Wednesday, January 11, 2012

Chetnixploitation

Two years ago, a group of film critics launched a blog dedicated to "Chetnixploitation" - a subgenre in modern cinema devoted to the demonization of Serbs. Though in recent years it appeared to have been a passing fad, Chetnixploitation recently made a comeback, from a couple of throwaway lines in the latest Mission: Impossible movie to Angelina Jolie's directorial debut.

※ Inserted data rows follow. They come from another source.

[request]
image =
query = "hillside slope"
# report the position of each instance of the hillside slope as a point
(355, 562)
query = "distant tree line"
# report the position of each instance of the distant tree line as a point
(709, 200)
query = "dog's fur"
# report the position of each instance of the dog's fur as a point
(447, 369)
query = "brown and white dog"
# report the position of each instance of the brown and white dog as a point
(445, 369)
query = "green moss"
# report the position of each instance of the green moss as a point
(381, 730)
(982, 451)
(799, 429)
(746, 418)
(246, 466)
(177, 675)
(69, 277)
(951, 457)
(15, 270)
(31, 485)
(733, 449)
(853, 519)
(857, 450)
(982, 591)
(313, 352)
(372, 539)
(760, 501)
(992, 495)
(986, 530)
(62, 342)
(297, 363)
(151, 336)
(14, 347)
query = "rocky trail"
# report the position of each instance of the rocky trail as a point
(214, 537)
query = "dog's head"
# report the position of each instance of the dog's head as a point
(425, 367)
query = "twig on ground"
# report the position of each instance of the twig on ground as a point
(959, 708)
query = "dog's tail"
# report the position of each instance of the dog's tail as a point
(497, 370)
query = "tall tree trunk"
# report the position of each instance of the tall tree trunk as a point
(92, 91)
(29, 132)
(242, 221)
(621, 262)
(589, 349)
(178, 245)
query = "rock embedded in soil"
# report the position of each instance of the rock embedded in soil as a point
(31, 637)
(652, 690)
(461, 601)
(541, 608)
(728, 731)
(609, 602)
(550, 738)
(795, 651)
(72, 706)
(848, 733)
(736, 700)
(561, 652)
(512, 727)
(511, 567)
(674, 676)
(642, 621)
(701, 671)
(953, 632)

So, in the interest of public edification, and having been unable to find an adequate English-language explanation of the term, I've decided to provide a translation of the definition, as offered by the authors:
Chetnixploitation, noun

A common name for primarily cinematic works depicting the wars in the former Yugoslavia in a naive, one-sided, and grotesquely simplified manner; whether out of laziness/stupidity/ignorance or malice, all or almost all the horrors and atrocities are blamed on the Serbs ("Chetniks") while the responsibility of other participants in the wars (Croats, Bosnian Muslims, etc.) is either minimized, dismissed or even denied outright.
Such movies pretend to be art, yet amount to more or less camouflaged propaganda, seeking to "affirm" the black-and-white narrative of the Western media concerning the wars, with rigid roles allocated thus:

- Serbs ("Chetniks") are the aggressors, war criminals, rapists, robbers, murderers, terrorists, sadists. Bearded, with bloodshot eyes, bloodthirsty werewolves.

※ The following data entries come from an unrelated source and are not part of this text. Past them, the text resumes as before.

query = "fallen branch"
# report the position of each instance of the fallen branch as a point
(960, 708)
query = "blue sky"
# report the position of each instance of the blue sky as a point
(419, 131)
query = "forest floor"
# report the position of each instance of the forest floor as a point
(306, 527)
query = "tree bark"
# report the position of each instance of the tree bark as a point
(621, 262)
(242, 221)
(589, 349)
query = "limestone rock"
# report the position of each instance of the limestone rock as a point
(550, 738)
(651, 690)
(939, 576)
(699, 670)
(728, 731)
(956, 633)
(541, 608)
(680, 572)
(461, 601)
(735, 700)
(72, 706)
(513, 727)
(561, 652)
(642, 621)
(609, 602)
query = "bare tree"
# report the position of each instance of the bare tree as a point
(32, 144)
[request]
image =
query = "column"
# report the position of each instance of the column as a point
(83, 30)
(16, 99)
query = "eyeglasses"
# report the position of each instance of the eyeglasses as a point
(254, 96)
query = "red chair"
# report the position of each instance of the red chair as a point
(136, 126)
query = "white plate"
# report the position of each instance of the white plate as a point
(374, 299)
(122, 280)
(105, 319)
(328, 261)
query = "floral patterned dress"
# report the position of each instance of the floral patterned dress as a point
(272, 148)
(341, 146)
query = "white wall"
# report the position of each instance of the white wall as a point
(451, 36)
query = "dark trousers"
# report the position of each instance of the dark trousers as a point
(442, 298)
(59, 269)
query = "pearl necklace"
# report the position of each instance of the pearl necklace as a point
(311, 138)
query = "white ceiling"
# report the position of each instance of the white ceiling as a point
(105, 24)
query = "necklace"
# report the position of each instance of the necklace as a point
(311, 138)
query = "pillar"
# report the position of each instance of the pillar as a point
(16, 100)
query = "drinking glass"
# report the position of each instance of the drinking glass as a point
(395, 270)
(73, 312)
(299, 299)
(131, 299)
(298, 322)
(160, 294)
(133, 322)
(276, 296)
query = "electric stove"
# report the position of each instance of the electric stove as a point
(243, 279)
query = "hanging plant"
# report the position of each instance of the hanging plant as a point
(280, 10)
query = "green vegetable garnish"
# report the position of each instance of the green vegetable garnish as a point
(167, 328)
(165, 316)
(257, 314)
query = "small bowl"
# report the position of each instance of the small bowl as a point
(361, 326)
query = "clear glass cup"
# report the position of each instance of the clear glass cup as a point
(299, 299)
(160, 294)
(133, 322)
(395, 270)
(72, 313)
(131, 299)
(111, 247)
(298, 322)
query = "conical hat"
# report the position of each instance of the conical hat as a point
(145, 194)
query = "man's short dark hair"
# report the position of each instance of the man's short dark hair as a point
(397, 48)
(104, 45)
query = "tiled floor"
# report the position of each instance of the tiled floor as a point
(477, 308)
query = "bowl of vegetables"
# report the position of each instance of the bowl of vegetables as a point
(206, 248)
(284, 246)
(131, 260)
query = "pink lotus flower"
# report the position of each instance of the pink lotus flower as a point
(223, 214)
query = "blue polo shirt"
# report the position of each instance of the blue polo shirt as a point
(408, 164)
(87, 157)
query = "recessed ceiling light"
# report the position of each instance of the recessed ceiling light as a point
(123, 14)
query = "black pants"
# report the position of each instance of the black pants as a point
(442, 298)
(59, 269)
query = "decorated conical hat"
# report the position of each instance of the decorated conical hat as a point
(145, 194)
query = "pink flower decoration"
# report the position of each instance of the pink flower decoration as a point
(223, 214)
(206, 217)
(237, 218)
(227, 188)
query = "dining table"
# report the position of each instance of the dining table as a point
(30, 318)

- Serb enemies (Bosnian Muslims, Croats, Albanians) are the VICTIMS: passive, pitiful, powerless, unarmed, principally women (to be tortured and raped) and children (poor crying orphans), innocent, with tear-washed suffering faces, sheep.

These films exploit the ethnic bigotry and the established imagery of the Serbs as war criminals, seeking to show (or in more sophisticated examples, suggest) their primary or even exclusive culpability for all the horrors of the Balkans Wars.